Want a skill included in the main plugin? Open an issue with the trigger phrases, what it'd do, and a concrete example. See CONTRIBUTING.md.
A handful of rules every skill is built around. You don't need to memorize them — they exist so current and future skills stay consistent.
Your AI is a well-meaning junior developer. Juniors work hard, and juniors sometimes forge ahead when they should have stopped to ask. The plugin inserts "stop and ask" moments where a more careful hand would.
Done is proven, not claimed. If a task says complete, there's an execution result behind it — a passing test, a matched hash, a live 200 OK. Assertion without evidence is a bug.

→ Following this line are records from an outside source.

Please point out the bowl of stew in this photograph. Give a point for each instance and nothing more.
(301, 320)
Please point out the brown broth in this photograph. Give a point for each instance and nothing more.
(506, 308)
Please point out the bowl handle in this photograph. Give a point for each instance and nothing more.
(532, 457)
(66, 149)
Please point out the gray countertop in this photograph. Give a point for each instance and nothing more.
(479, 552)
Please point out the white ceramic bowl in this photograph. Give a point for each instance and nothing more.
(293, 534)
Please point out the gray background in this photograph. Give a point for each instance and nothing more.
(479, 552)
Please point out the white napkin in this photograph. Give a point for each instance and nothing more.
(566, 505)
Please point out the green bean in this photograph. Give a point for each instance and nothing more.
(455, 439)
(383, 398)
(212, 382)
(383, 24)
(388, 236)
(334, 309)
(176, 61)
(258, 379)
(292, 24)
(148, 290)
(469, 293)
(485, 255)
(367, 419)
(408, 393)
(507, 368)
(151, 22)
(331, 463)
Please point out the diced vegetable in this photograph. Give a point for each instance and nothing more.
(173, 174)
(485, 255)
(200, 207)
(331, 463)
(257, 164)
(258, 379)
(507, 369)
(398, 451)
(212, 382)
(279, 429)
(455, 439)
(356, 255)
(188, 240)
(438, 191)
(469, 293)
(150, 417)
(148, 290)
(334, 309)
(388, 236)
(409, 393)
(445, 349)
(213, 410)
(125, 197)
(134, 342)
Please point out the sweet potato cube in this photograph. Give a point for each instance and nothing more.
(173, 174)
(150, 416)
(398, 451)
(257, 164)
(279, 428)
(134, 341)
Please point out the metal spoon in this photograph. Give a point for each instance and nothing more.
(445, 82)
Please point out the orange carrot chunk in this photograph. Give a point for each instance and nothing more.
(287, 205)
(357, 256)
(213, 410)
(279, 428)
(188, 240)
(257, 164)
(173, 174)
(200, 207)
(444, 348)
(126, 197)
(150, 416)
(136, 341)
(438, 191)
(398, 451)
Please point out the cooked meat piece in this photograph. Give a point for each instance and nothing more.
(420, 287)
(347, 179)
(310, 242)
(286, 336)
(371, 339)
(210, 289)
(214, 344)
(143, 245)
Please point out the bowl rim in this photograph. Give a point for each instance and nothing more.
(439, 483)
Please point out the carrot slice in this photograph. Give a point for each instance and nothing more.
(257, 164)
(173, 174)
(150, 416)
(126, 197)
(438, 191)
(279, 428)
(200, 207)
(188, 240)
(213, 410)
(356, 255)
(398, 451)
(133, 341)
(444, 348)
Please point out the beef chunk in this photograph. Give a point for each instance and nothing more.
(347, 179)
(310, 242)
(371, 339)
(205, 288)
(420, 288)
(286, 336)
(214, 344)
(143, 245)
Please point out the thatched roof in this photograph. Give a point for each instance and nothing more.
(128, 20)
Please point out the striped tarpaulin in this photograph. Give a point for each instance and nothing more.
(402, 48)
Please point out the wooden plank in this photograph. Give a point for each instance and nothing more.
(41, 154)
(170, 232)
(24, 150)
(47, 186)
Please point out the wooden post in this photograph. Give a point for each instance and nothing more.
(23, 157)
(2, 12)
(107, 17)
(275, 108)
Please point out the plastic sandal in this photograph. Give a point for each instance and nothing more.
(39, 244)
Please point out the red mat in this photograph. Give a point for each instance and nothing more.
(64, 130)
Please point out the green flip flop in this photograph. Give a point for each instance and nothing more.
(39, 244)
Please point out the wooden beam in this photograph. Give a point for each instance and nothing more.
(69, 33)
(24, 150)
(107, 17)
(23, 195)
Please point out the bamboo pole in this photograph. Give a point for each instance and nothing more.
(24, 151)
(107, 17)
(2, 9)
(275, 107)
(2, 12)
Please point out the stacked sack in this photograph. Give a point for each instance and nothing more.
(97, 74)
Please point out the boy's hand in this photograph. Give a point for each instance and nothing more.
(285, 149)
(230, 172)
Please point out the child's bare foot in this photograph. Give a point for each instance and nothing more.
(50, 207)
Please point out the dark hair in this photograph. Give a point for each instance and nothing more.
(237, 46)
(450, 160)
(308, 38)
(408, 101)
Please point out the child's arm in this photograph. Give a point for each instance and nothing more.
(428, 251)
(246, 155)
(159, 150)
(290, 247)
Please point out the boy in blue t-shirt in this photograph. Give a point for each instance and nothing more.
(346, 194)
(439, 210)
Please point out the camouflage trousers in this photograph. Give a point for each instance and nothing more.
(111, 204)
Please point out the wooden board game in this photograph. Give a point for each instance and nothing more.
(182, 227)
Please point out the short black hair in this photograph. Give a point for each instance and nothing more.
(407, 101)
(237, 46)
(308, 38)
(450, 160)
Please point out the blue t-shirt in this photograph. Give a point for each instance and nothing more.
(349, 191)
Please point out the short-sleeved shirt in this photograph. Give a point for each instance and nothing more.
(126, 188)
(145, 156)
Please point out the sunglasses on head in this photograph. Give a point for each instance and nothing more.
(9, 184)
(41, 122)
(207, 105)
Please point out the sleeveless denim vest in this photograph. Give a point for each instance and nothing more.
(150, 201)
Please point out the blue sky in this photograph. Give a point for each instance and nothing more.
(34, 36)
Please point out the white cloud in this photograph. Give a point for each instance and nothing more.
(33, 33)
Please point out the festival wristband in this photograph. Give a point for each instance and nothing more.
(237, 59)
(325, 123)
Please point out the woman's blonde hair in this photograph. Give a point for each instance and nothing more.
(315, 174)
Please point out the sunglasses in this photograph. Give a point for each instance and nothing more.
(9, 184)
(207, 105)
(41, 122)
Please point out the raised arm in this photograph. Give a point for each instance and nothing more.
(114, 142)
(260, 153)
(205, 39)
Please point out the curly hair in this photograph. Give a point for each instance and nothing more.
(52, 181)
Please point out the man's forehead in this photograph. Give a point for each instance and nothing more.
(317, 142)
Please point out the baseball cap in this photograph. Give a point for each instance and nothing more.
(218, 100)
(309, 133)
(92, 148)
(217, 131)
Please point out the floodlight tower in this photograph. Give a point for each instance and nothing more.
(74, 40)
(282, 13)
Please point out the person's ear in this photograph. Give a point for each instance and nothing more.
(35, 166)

Docs are for the next AI session, not just for people. The current conversation evaporates when the session ends; READMEs, commits, and PR bodies are written so a fresh session can rebuild the context.
Existing conventions are the default. The plugin doesn't silently rewrite your branch strategy, file layout, or config on a whim.
The plugin is actively maintained. Refactoring tools evolve, skill systems change, and LLM failure modes shift — each skill is reviewed on a schedule.
Open source, but PRs aren't currently accepted. Found a bug, want a new language or runtime covered, spotted unclear docs, have a new skill idea? Open an issue. The maintainer reviews and incorporates directly, which keeps the voice consistent. Details in CONTRIBUTING.md.
MIT — see LICENSE.
Changes over time are tracked in CHANGELOG.md. Plugin version lives in .claude-plugin/marketplace.json.